The Melbourne Cup is next week, but you DGAF about horse racing, or you oppose gambling, or you detest sports that use animals. So you want to say no when you’re invited to do something on the day, right?
BUT, let me ask you; are your principles, ethics, (and finances) really worth the risk of the crippling case of FOMO you will 100% experience wearing your trackies alone in your living room as the entire nation dresses up, drinks, and stuffs its face?
Lol, of course not.
Try to think of it this way: contrary to popular belief, Melbourne Cup is not “the race that stops the nation”; it’s the lunch that stops the nation.
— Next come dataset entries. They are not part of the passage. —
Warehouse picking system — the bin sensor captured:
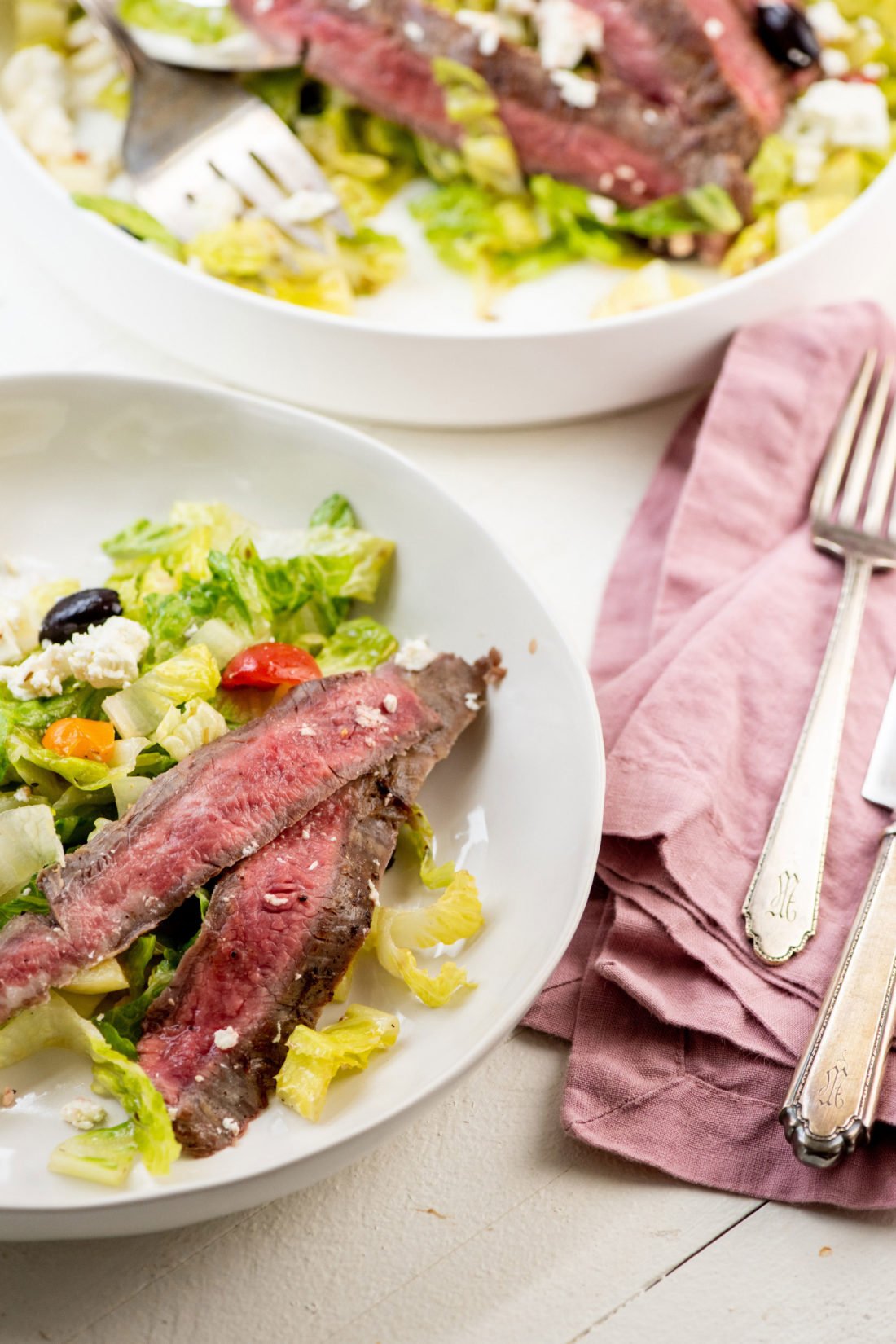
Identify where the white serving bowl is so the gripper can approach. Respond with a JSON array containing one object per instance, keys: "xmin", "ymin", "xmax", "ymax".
[
  {"xmin": 0, "ymin": 375, "xmax": 604, "ymax": 1239},
  {"xmin": 0, "ymin": 10, "xmax": 896, "ymax": 428}
]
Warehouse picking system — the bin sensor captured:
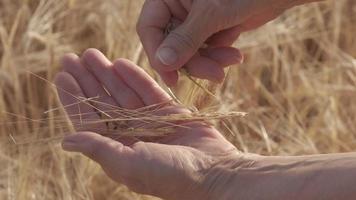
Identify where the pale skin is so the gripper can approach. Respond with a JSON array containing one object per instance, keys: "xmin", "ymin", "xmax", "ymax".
[
  {"xmin": 137, "ymin": 0, "xmax": 324, "ymax": 86},
  {"xmin": 55, "ymin": 49, "xmax": 356, "ymax": 200},
  {"xmin": 55, "ymin": 0, "xmax": 356, "ymax": 200}
]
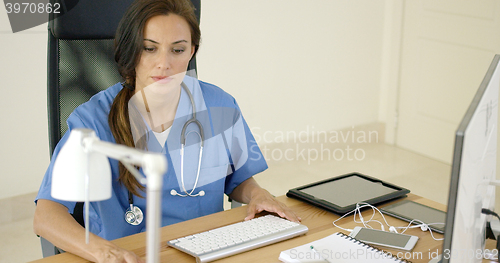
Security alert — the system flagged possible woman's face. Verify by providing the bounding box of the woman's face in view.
[135,14,194,93]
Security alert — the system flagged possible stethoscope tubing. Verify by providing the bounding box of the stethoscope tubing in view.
[125,82,205,225]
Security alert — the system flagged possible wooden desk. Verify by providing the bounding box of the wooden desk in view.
[29,194,452,263]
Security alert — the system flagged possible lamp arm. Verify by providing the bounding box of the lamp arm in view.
[82,137,167,263]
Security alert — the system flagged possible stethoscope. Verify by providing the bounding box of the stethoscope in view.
[125,82,205,225]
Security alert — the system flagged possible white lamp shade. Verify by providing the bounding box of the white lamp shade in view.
[51,129,111,202]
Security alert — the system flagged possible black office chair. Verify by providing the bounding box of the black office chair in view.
[41,0,201,257]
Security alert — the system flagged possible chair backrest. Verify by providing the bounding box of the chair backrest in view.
[47,0,201,155]
[42,0,201,257]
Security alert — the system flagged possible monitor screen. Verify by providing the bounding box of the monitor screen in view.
[441,55,500,263]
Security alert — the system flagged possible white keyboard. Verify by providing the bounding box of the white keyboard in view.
[168,215,309,263]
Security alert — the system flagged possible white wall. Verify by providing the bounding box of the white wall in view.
[0,0,385,199]
[198,0,384,143]
[0,5,49,199]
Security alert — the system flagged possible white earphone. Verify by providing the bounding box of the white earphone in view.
[333,202,444,240]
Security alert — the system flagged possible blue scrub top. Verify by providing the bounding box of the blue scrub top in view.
[35,76,267,240]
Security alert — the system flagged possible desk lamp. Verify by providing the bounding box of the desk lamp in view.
[51,129,167,263]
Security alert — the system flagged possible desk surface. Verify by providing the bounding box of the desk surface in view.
[29,194,490,263]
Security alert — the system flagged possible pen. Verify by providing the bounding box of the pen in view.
[309,246,331,262]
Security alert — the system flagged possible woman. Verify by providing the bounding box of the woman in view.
[34,0,299,262]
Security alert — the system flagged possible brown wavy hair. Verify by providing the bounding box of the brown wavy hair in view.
[108,0,201,197]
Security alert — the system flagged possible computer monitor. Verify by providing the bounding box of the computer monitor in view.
[441,55,500,263]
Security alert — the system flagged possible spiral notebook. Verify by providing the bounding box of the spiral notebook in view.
[279,232,409,263]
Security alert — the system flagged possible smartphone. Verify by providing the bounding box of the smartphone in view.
[380,200,446,234]
[349,226,418,251]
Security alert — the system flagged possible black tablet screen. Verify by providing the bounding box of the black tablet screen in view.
[300,176,398,207]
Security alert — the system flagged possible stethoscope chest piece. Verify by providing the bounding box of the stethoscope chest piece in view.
[125,204,144,226]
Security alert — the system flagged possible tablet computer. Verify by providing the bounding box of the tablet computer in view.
[286,173,410,214]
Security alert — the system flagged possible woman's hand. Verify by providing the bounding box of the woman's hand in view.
[33,199,145,263]
[230,177,301,222]
[245,188,301,222]
[96,244,145,263]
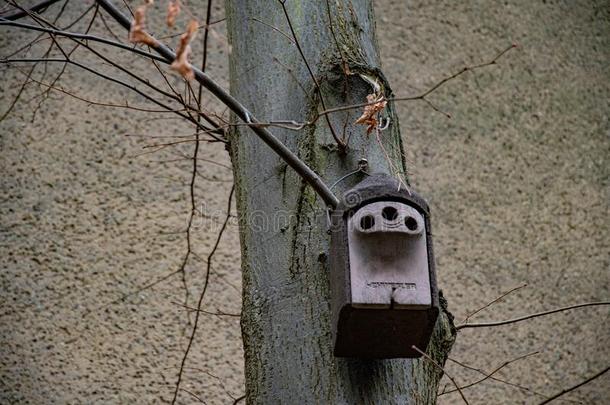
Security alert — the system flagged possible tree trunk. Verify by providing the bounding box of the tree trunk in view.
[226,0,455,404]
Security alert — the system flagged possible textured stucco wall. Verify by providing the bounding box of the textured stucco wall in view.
[0,0,610,404]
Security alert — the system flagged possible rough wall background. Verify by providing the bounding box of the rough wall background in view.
[0,0,610,404]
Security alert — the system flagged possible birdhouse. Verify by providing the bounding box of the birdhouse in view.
[330,174,439,358]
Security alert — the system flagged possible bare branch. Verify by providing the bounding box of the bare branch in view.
[438,351,540,397]
[411,345,468,405]
[96,0,339,208]
[539,367,610,405]
[172,186,235,405]
[0,0,61,21]
[455,301,610,331]
[462,283,527,323]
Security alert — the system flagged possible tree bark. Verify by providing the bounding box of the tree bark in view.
[226,0,455,404]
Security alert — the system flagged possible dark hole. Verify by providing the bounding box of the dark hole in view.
[360,215,375,230]
[405,217,417,231]
[381,207,398,221]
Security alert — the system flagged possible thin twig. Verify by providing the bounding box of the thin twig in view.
[439,351,540,396]
[278,0,346,150]
[0,0,61,21]
[462,283,527,323]
[172,186,235,405]
[447,357,564,398]
[411,345,468,405]
[172,302,241,318]
[96,0,339,208]
[455,301,610,331]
It’s about the other people you share the day with. And food. And booze. And fashun. It’s a public holiday in Victoria, and guess what else gets the day off? Political correctness, decorum, and hydration.
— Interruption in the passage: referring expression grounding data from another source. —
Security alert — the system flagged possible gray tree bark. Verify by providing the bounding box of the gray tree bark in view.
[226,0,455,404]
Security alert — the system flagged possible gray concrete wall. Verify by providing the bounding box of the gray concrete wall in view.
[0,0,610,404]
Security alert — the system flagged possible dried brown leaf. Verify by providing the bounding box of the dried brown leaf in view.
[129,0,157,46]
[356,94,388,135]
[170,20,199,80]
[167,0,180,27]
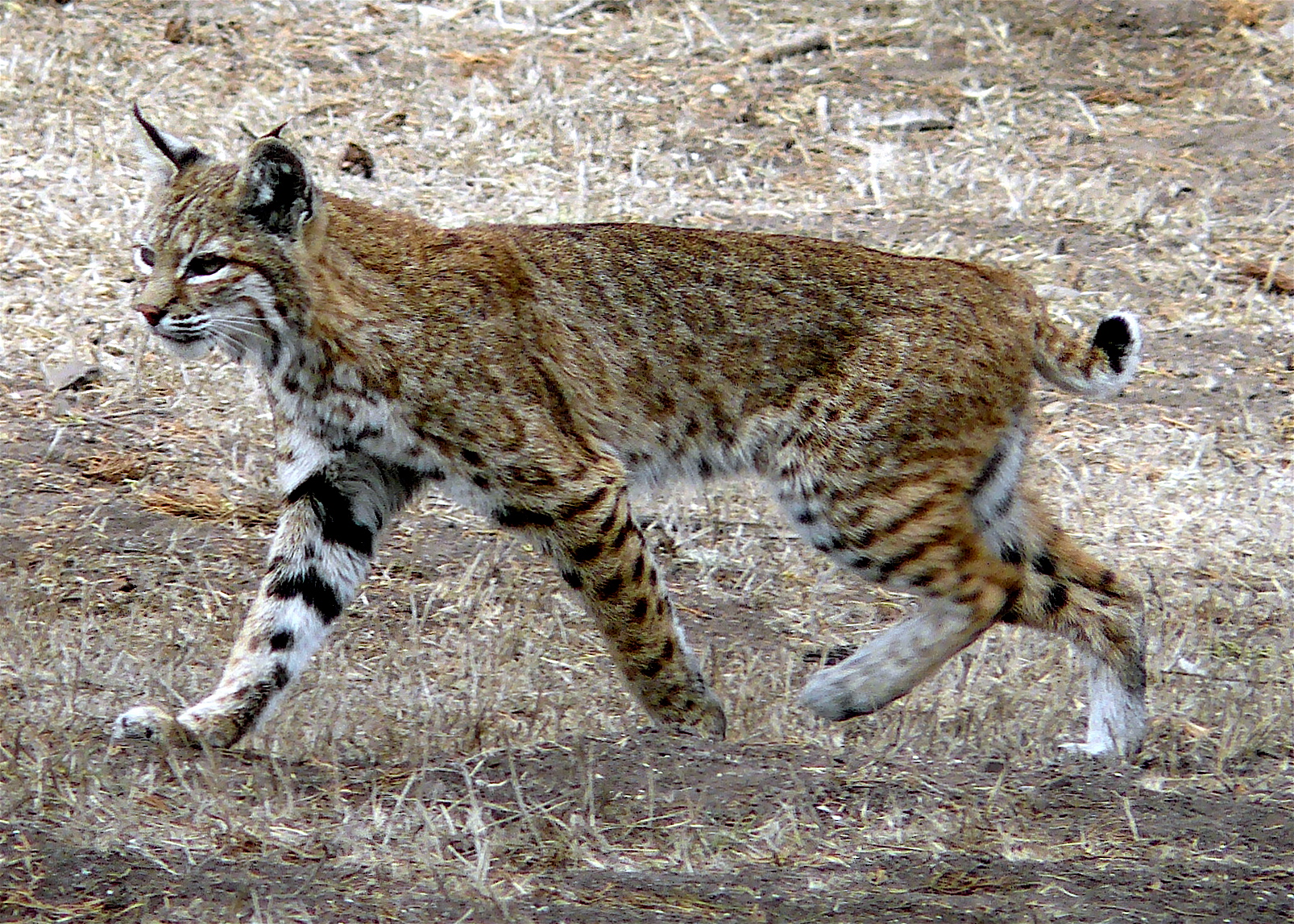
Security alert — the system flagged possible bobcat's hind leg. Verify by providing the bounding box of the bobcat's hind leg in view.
[779,452,1020,719]
[497,458,728,738]
[1003,495,1147,757]
[800,531,1018,719]
[113,453,422,747]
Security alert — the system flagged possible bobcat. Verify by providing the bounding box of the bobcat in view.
[114,106,1147,755]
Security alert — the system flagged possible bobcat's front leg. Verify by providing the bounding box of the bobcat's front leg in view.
[498,459,726,738]
[113,453,421,747]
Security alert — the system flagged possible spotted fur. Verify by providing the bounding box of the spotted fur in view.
[117,108,1145,753]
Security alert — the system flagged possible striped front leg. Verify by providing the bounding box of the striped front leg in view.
[114,453,421,747]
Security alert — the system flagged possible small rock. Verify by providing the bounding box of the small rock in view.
[880,109,952,132]
[162,19,189,45]
[47,360,103,391]
[337,141,374,180]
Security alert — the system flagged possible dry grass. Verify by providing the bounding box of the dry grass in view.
[0,0,1294,922]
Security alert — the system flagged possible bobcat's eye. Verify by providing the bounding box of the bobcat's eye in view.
[135,245,156,276]
[184,254,229,280]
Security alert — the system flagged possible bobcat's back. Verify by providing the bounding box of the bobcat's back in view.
[118,117,1145,753]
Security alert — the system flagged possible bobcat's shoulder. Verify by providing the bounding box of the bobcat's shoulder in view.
[118,110,1145,752]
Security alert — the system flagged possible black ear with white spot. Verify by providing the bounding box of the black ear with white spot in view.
[238,136,314,235]
[135,104,211,176]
Which is why Melbourne Cup is an Aussie tradition way more sacred than the Queen's birthday. So here are some très helpful suggestions so you can Melbourne Cup without a conscience:
Forget the horses: most of us stop speaking for about three minutes out of the entire day, and watch some horses galloping around in a circle. If ours wins, we'll post a photo of the moment with the caption "#winnerwinnerchickendinner" and that's the extent of our involvement with animals.
But if you can't even bare that for a few minutes, when the race starts, think about how hungry all the jockeys must be...which will lead to you realising you need a bucket of hot chips immediately...and voilà, any crisis of conscience will instantly disappear.